Dancing Tweens
4 mins read

Dancing Tweens

They don’t want to go to the dance.

Why? I’m not entirely sure but I must say I’m not displeased by this development.

“So, you guys want to go to the dance on Friday night?” I asked them the other day.

“How do you know about that?” my 13-year-old daughter asked, raising her eyebrows suspiciously as she threw a glance over at her twin brother, wondering if I had indeed planted a spy in their middle school as I’m always joking I will do.

“I have my ways,” I said, thinking of the e-mail from the parents’ group chairwoman asking for chaperones to sell food at the dance. Parents would not, I repeat, NOT, be allowed to enter the dancing area for fear that their children would die of embarrassment upon having to shake their groove things in front of their mother or father.

Both kids informed me, without mincing words, that they had absolutely zero interest in attending the upcoming dance for the seventh and eighth graders.

That certainly wasn’t what I was like when I was in seventh grade, and a tad boy crazy. I always seemed to be nurturing a crush on one boy or another during junior high, however the fact that I’d hit puberty and was more than a head taller than all the boys – and not in total control of my rapidly-growing gangly limbs – meant that I wasn’t getting asked to dance all that often.
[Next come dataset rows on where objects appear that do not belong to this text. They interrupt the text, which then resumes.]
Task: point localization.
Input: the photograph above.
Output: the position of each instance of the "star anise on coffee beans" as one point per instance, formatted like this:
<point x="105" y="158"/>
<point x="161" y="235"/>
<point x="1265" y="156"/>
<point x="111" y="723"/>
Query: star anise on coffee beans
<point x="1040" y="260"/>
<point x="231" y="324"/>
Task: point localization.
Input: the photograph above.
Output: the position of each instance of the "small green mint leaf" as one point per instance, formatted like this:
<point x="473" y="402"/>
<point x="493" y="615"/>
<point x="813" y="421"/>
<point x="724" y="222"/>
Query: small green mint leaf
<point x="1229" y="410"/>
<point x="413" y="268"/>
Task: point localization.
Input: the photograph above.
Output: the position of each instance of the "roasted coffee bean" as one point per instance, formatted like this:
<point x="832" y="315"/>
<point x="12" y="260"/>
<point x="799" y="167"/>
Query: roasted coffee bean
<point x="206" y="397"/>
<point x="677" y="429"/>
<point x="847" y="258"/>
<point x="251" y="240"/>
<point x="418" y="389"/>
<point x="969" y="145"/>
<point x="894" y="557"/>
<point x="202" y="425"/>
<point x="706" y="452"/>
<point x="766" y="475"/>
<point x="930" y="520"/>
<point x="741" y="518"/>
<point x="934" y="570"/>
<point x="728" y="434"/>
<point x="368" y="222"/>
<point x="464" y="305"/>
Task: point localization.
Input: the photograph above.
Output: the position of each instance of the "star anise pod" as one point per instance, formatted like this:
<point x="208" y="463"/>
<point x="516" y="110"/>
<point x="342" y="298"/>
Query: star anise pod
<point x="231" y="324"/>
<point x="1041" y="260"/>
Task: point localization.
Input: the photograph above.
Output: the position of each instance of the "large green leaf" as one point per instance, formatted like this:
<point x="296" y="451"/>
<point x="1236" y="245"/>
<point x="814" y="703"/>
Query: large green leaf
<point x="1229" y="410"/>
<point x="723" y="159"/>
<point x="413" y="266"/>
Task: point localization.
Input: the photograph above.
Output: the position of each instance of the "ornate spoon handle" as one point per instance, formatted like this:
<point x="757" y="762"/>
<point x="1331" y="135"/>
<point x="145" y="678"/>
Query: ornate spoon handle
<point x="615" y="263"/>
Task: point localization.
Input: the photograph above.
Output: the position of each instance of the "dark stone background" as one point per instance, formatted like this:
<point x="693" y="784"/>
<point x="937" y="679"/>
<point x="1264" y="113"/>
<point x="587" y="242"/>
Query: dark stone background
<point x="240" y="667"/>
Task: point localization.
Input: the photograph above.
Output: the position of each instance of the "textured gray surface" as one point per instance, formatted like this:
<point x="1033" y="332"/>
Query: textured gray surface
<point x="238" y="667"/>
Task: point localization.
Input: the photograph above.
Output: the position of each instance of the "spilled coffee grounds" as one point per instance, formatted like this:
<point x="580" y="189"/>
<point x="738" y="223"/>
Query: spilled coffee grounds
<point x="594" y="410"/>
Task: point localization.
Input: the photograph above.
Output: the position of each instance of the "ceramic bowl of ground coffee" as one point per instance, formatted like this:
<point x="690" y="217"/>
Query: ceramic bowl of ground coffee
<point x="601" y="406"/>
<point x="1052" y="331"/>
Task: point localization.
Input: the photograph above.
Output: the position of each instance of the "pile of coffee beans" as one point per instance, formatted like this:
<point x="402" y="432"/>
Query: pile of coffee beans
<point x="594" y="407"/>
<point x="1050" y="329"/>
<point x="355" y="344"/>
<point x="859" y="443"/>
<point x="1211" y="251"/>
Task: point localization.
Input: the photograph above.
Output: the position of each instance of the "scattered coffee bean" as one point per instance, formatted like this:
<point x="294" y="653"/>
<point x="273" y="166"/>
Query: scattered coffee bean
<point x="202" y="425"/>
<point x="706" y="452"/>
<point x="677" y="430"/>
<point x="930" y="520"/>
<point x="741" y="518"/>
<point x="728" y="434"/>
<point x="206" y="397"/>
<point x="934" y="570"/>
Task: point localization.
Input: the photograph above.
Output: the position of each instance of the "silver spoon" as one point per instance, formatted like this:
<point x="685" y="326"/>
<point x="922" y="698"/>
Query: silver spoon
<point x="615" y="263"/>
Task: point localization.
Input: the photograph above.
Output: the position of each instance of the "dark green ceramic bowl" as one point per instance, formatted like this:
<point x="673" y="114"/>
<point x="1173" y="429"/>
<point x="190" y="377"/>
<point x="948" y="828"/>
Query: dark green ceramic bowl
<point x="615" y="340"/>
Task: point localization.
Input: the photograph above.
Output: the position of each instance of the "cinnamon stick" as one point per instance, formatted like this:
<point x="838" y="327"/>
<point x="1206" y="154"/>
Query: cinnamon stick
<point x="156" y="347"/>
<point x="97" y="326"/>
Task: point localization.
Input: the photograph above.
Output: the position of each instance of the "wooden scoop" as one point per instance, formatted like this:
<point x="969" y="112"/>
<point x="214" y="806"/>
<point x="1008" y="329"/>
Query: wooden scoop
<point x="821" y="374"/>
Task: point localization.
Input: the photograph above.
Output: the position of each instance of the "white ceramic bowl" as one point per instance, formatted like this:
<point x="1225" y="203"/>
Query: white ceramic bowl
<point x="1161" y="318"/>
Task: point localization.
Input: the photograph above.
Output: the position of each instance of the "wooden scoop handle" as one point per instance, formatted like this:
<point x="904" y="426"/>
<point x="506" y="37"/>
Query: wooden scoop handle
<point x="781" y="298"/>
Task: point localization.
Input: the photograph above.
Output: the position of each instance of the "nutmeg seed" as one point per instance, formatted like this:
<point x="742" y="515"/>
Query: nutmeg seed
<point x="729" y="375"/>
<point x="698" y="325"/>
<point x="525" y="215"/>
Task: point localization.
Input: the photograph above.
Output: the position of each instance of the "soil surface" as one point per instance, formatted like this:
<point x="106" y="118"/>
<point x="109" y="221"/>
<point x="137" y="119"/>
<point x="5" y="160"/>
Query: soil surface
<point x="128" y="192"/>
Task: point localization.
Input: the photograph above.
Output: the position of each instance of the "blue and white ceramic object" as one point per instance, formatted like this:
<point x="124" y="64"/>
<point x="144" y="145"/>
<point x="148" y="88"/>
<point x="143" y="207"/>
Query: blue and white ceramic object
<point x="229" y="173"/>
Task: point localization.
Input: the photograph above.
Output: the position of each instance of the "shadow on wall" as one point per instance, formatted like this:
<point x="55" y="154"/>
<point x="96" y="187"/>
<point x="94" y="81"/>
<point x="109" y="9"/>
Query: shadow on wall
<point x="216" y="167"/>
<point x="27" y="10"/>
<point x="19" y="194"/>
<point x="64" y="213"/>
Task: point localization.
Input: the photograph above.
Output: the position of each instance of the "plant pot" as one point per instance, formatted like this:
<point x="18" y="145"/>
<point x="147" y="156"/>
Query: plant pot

It was usually me doing the asking. But despite all the awkwardness, I really enjoyed going to the dances, no matter how silly I may have seemed, uncomfortably shuffling around the dance floor looking like everybody’s big sister.

And while my daughter is taller than many of the boys in her grade, she not the tallest and is way more graceful than I was. She also has no romantic interest in anyone at this point in her life (something for which my husband routinely heaves a huge sigh of relief). For example, when the last installment of the Twilight film series came out last year and I warned her just as violent scenes were about to occur (I’d screened the movie beforehand), she was more grossed out by all the kissing between Edward and Bella than by the lethal fights between werewolves and vampires.

She will occasionally ask me why is it that other girls seem really interested in boys, why their voices seem to jump an octave when they flirt and what’s up with the short-shorts of which the girls who flirt seem so fond. I try to explain to her that people become interested in flirting, dancing and dating at all different ages, and there’s no one right age for anybody. “You’re only a kid for a tiny fraction of your life,” I tell her. “You’ve got your whole life to be a grown-up. You don’t need to rush.” Even though some 30 years ago, I was one of those girls who liked boys, who wrote notes and wanted to attend dances, I can definitely see the merits of my strong, confident, sporty gal’s point of view. She’s just not ready, and that’s more than okay with me.

As for her twin brother, he has even less interest in going to a dance than his sister. He doesn’t care to waste any time thinking about or discussing why some boys may or may not be angling to spend time with, text or call girls. When I ask periodically him if he’s interested in anybody, he shoots me an outraged look as his face reddens and he shouts, “Mom!” completely mortified as though I’d asked him if he’d relieved himself in the middle of the school cafeteria.

Believe me, I’m in no hurry to have them dive into that pool of boys, girls, dating, broken hearts, miscommunication and sex (even though we’ve talked, ad nauseum, about sex after they picked up a significant quantity of dirty words and sexual references from crude eighth grade idiots who ride the school bus with them). But part of me still wonders if they’re missing out on something by skipping the dance. I guess I just have to remind myself, this is their adolescence, not mine.